The Adjustment Bureau
by George Sax
Here Comes Mr. Thompson
The Adjustment Bureau
For the first 10 minutes or so, you’d think you were watching a topical political melodrama. Alongside Matt Damon as David Norris, a New York congressman campaigning for the US Senate, are real-life public figures playing themselves supporting his campaign. New York City Mayor Michael Bloomberg stands with Damon in front of city hall for a few seconds. Civil rights leader Jesse Jackson and former Secretary of State Madeline Albright stand and smile at him in staged campaign-event settings, and one-time Bill Clinton honcho James (“it’s the economy, stupid”) Carville is seen and heard very briefly recreating his greasy good ol’ boy television-commentator persona. Jon Stewart turns up twice.
But The Adjustment Bureau isn’t about politics. It’s a romance fantasy, and very few of the people buying tickets to it are likely to be without generic expectations. The availability of categorical information about movies these days is abundant. So it will be clear enough to most prospective viewers that The Adjustment Bureau is intended to appeal disproportionately to young female consumers who may bring their less enthusiastic young male companions—a date night movie, in other words. Writer and first-time feature director George Nolfi (scripter of The Bourne Ultimatum) has certainly shaped his product that way. Although the Philip K. Dick story from which it was adapted had no love story, Nolfi’s version does, and it’s the central dynamic.
Nolfi gets the political preliminaries out of the way in short enough order. Having been touted as the favorite in the race, David suffers an ignominious defeat at the polls after the New York Post runs a drunken photo of him from his college days. Just before he’s to give his concession speech, he has a brief, fateful (mind that word) meet-cute contrivance of an encounter with a woman, Elise (Emily Blunt). When he re-encounters her weeks later, he realizes he’s smitten.
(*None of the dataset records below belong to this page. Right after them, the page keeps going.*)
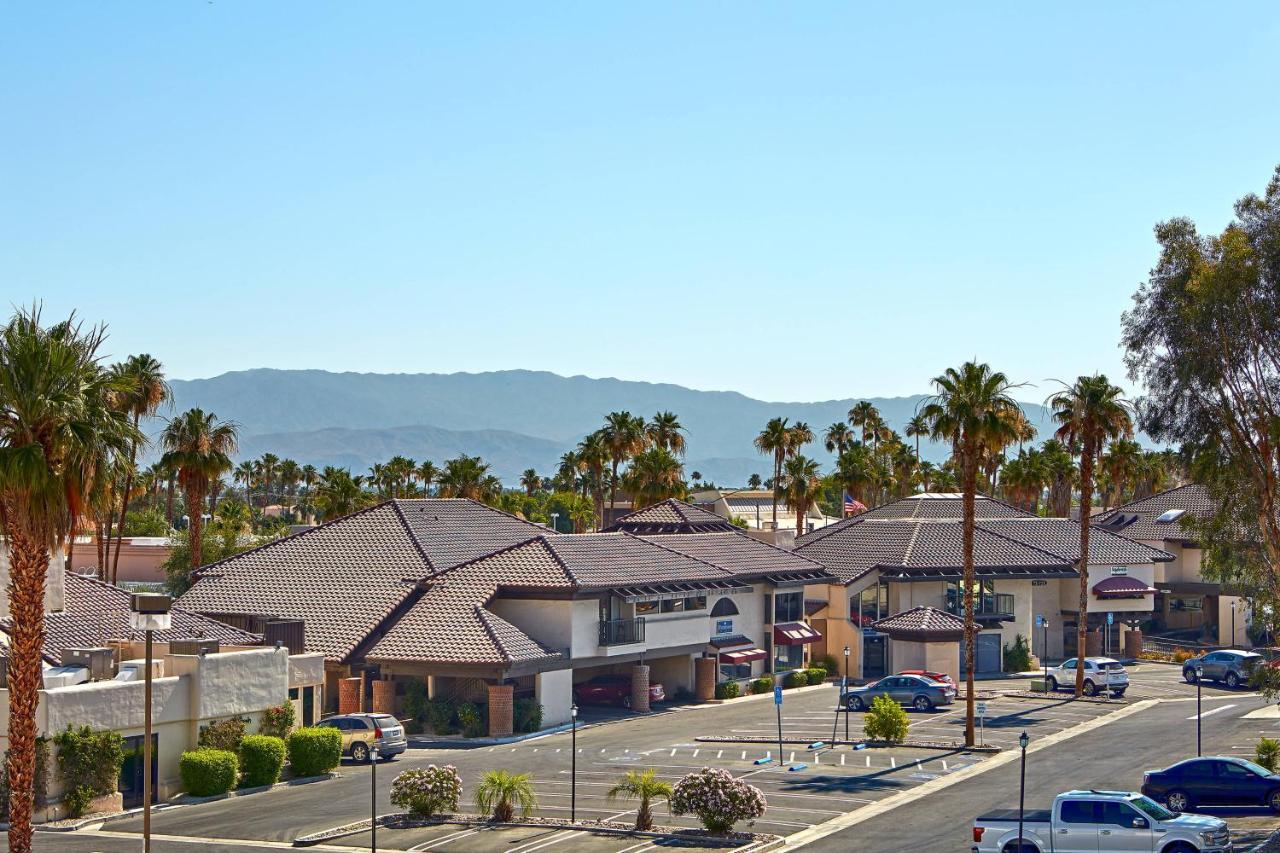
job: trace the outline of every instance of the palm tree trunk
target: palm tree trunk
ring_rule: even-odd
[[[974,492],[977,491],[978,461],[971,457],[968,448],[964,454],[964,523],[962,527],[961,547],[964,553],[964,742],[966,746],[974,745],[974,705],[973,705],[973,652],[978,642],[977,624],[973,616],[973,529],[974,516],[977,515]]]
[[[778,481],[782,479],[782,451],[773,452],[773,529],[778,529]]]
[[[653,809],[649,805],[648,797],[640,800],[640,810],[636,812],[636,829],[640,832],[653,829]]]
[[[93,520],[93,545],[98,551],[98,580],[100,581],[106,581],[107,579],[106,538],[107,530],[102,523],[102,519],[95,518]]]
[[[1083,661],[1089,631],[1089,514],[1093,509],[1093,441],[1085,438],[1080,453],[1080,612],[1076,616],[1076,695],[1084,693]]]
[[[172,476],[169,477],[169,484],[167,488],[168,488],[168,494],[165,496],[165,500],[164,500],[164,517],[165,517],[165,520],[169,522],[169,526],[173,527],[173,477]]]
[[[617,505],[618,505],[618,460],[617,460],[617,459],[614,459],[614,460],[613,460],[613,467],[612,467],[612,468],[610,468],[609,470],[610,470],[610,477],[609,477],[609,514],[610,514],[610,515],[614,515],[614,516],[616,516],[616,515],[617,515]],[[603,524],[603,523],[604,523],[604,519],[601,519],[601,524]]]
[[[44,647],[44,587],[49,549],[24,530],[23,513],[5,501],[10,520],[9,607],[9,849],[30,853],[35,805],[36,708],[40,701]],[[18,523],[14,523],[18,522]]]
[[[133,428],[138,428],[138,415],[133,415]],[[116,555],[111,561],[111,582],[114,584],[120,575],[120,548],[124,544],[124,518],[129,513],[129,493],[133,489],[133,466],[138,461],[138,442],[129,445],[129,468],[124,474],[124,499],[120,502],[120,529],[116,531]]]
[[[188,486],[183,489],[187,498],[187,548],[191,551],[191,571],[200,568],[200,526],[203,524],[204,495]]]

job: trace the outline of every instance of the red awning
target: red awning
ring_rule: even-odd
[[[769,653],[764,649],[745,649],[740,652],[721,652],[721,663],[751,663],[753,660],[764,660]]]
[[[773,626],[773,642],[778,646],[803,646],[821,639],[821,634],[803,622],[783,622]]]
[[[1117,575],[1094,584],[1093,594],[1098,598],[1135,598],[1155,595],[1156,591],[1137,578]]]

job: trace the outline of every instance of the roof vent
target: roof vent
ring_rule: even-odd
[[[1156,518],[1156,524],[1172,524],[1182,518],[1182,516],[1186,515],[1186,513],[1187,511],[1185,509],[1166,510],[1160,513],[1159,517]]]
[[[103,681],[115,675],[115,653],[111,649],[63,649],[63,666],[82,666],[89,670],[90,681]]]

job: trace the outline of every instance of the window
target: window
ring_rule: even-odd
[[[1249,782],[1256,777],[1234,761],[1219,761],[1218,778],[1226,782]]]
[[[804,617],[803,592],[779,592],[773,596],[773,621],[799,622]]]
[[[804,646],[774,646],[773,671],[786,672],[804,666]]]
[[[1170,509],[1156,517],[1156,524],[1172,524],[1186,514],[1185,509]]]
[[[1135,797],[1129,805],[1142,812],[1152,820],[1173,820],[1177,815],[1157,803],[1150,797]]]
[[[664,598],[662,600],[663,613],[679,613],[684,610],[683,598]]]
[[[1066,800],[1062,804],[1061,818],[1063,823],[1097,823],[1094,816],[1094,804],[1088,800]]]
[[[947,581],[947,610],[951,613],[964,612],[964,588],[960,581]],[[973,612],[994,613],[995,610],[995,581],[977,581],[973,585]]]
[[[1133,827],[1133,822],[1138,817],[1138,813],[1129,808],[1128,803],[1119,803],[1115,801],[1099,803],[1102,806],[1102,818],[1098,823],[1109,823],[1112,826]]]
[[[714,607],[711,608],[711,615],[717,617],[737,616],[738,605],[734,604],[732,599],[722,598],[716,602]]]
[[[877,619],[889,615],[889,585],[868,587],[849,600],[851,618],[855,625],[868,627]]]
[[[707,597],[705,595],[695,595],[692,598],[686,598],[684,600],[684,609],[685,610],[706,610]]]
[[[1064,664],[1062,665],[1062,668],[1063,668],[1063,669],[1075,669],[1075,668],[1076,668],[1076,659],[1075,659],[1075,658],[1071,658],[1069,661],[1067,661],[1066,663],[1064,663]]]
[[[658,612],[658,602],[656,601],[637,601],[636,602],[637,616],[647,616],[650,613],[657,613],[657,612]]]

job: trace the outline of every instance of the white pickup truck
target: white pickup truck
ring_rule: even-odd
[[[1052,809],[1001,809],[973,822],[972,853],[1232,853],[1225,821],[1178,815],[1129,791],[1067,791]]]

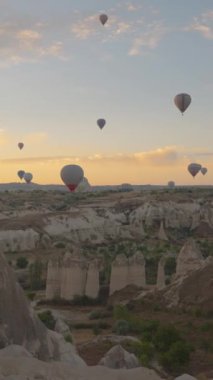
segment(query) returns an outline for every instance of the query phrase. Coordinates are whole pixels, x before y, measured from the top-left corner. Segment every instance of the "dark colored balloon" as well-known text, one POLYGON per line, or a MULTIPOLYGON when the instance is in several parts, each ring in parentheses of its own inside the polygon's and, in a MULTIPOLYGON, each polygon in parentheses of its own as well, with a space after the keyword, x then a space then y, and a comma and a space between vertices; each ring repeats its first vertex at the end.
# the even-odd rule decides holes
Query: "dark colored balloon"
POLYGON ((24 170, 19 170, 19 171, 17 172, 17 174, 18 174, 18 176, 19 176, 20 179, 23 179, 23 178, 24 178, 24 175, 25 175, 25 171, 24 171, 24 170))
POLYGON ((104 120, 104 119, 98 119, 97 120, 97 124, 98 124, 99 128, 102 129, 105 126, 105 124, 106 124, 106 120, 104 120))
POLYGON ((174 102, 176 107, 180 110, 180 112, 184 113, 186 109, 189 107, 192 99, 188 94, 178 94, 174 98, 174 102))
POLYGON ((208 169, 207 168, 201 168, 200 171, 203 175, 205 175, 207 173, 208 169))
POLYGON ((99 20, 100 20, 100 22, 101 22, 102 25, 105 25, 106 22, 107 22, 107 20, 108 20, 108 16, 105 15, 105 14, 102 14, 102 15, 99 16, 99 20))
POLYGON ((188 165, 188 171, 192 175, 192 177, 195 177, 199 173, 201 168, 202 166, 200 164, 192 163, 188 165))
POLYGON ((18 143, 18 147, 19 147, 19 149, 23 149, 24 148, 24 144, 22 142, 19 142, 18 143))

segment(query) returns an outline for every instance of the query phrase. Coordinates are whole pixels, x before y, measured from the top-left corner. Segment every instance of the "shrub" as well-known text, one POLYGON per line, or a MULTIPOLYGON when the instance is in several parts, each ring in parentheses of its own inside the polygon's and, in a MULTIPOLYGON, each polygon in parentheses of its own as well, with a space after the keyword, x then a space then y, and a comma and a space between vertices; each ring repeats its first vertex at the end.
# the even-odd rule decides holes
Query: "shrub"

It’s less clear what her response is.
But that’s going to be the least of David’s problems. He doesn’t know it yet, but his budding romance is a challenge to the natural order, indeed, to Providence—the movie’s Adjustment Bureau—and its supervision of human fate. David isn’t supposed to link up with this woman: The bureau has an altogether different destiny in store for him. Their meetings occurred because of a supervisory snafu.
The bureau, which regularly intervenes to change people’s decisions and expunge their memories of their former courses of action, acts forcefully to abort this new relationship. David, who gets a glimpse of the bureau in action due to the same supervisory fluke, is told by Mr. Richards (John Slattery), a sort of harried district manager, “You’ve just looked behind a curtain you weren’t supposed to know exists.” The bureau’s grey-suited, fedora-wearing operatives look like a cross between the old East German secret police and a team of accounting firm auditors. Curiously enough, it doesn’t seem to have any female staff.
Over the next several years, David has to struggle against the constraints and threats of this cosmic power, and eventually his own conscience, in trying to create his own destiny. Through much of its first half, Nolfi’s movie is engaging and amusing enough. Damon doesn’t seem taxed as he gives a straight-faced but charm-infused leading man performance. Blunt has less to work with. But if the movie’s conceit isn’t without promise, Nolfi’s embroidery and execution aren’t consistently successful. The movie suffers a little from an inadequacy of wit and style, sustaining elements of the best romantic fantasies. In fact, The Adjustment Bureau at least slightly resembles a hit movie from seven decades ago, Here Comes Mr. Jordan, even if that one was a comedy and Nolfi treats his material with some seriousness.
He doesn’t seem to have been consistently certain how to spin out his setup. He gives the story hard-to-follow complications and circumstances—like an explanation of the limits of Richards’ mind-reading capability and ordinary doorways that become magic, geography-shifting portals that don’t always work predictably—that become drags on the movie’s fluidity.
Still, as pop entertainment, it isn’t half-bad, particularly compared to most of the pictures pitched at broad audiences. If it doesn’t really resonate much in the imagination, The Adjustment Bureau does achieve a reasonably satisfying measure of superficial romantic intensity. When Terence Stamp appears as Mr. Thompson (in a crude analogue to Mr. Jordan’s Claude Rains), a senior executive sent by “The Chairman” to explain to David why free will is dangerously overrated, things acquire a nice faux gravitas.
If The Adjustment Bureau is a considerable distance from first rate, it’s a level or two above so many of the aggressively grungy recent films that purport to provide romantic entertainment.